Lecture 5

The Assembler

Assembly Code -> Assembler -> Machine Code

Any translation process involves two phases.

  1. Analysis - understand what is meant by the source string
  2. Synthesis - output the equivalent target string

Assembly file - stream of characters

Your job:

If the tokens are not arranged into sensible instructions, output ERROR to stderr.

Advice:

There are many more wrong token configurations than right ones.

Biggest problem with writing Assemblers

How do we assemble:

beq $0, $1, abc
...
abc:
...

We cannot assemble the "beq" because we do not yet know what "abc" is.

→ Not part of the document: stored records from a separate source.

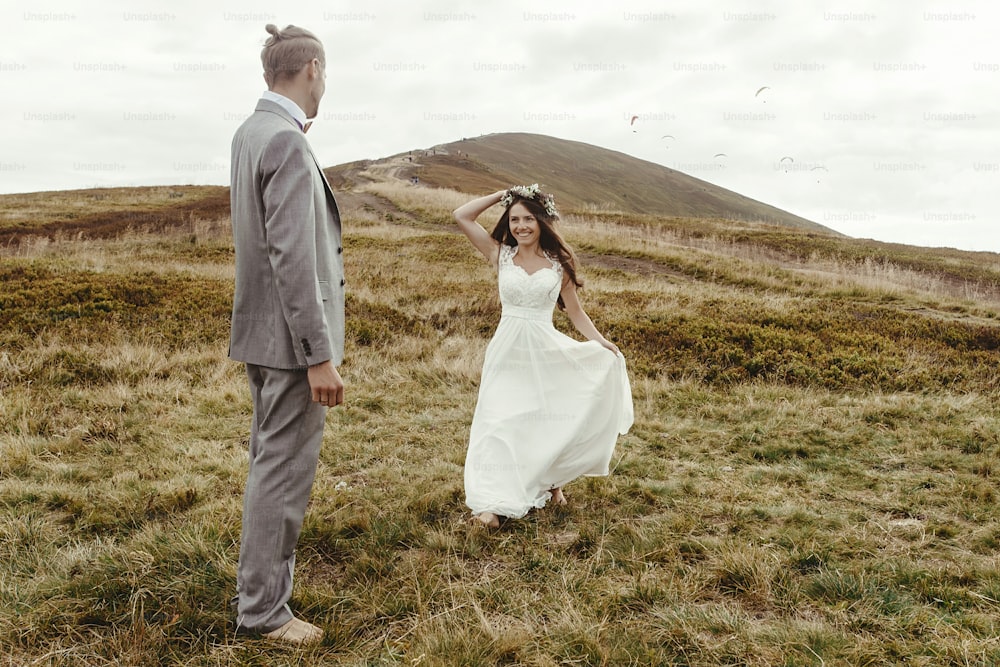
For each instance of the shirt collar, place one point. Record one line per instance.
(288, 105)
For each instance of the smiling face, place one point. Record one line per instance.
(523, 225)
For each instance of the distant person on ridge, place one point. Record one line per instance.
(550, 408)
(287, 325)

Standard Solution: assemble in two passes

  1. group tokens into instructions, record the addresses of all labelled instructions ("symbol table" - list of (label, address) pairs)
  2. translate each instruction into machine code if an instruction refers to a label, look up the associated address in the symbol table.

Note:

Your assembler:

Example:

main:
    lis     $2
    .word   13
    add     $3, $0, $0
top:
    add     $3, $3, $2
    lis     $1
    .word   $1
    sub     $2, $2, $1
    bne     $2, $0, top
    jr      $31
beyond:

Pass 1: Group tokens into instructions, build symbol table.

lable address
main 0x00
top 0x0c
beyond 0x24

Pass 2: Translate each instruction

lis     $2              ; -> 0x00001014
.word   13              ; -> 0x0000000d
...
bne     $2, $0, top     ; lookup top in symbol table (0x0c), calculate "(top-pc)/4=-5" -> 0x1440fffb

Note: to negate a two's complement number, flip the bits and add 1.

5   00000000 00000101
-5  11111111 11111010 + 1
    11111111 11111011
    fffb

Bit-level operations

To assemble "bne $2, $0, -5"

6 bits + 5 bits + 5 bits + 16 bits = 32 bits

  1. to put 000101 in the first 6 bits, need to append 26 0, i.g. left shift by 26 bits
  2. move $2 21 bits to the left
  3. move $0 16 bits to the left
  4. -5 is 32 bits, want only the last 16 bits.

Bitwise "and" and "or"

So do a bitwise "and" with 0xffff.

Then bitwise "or" the four prices together (5<<26|2<<21|0<<16|-5&0xffff)

Print

unsigned int instr;
unsigned char c;
c = instr >> 24;
cout << c;
c = instr >> 16;
cout << c;
c = instr >> 8;
cout << c;
c = instr >> 0;
cout << c;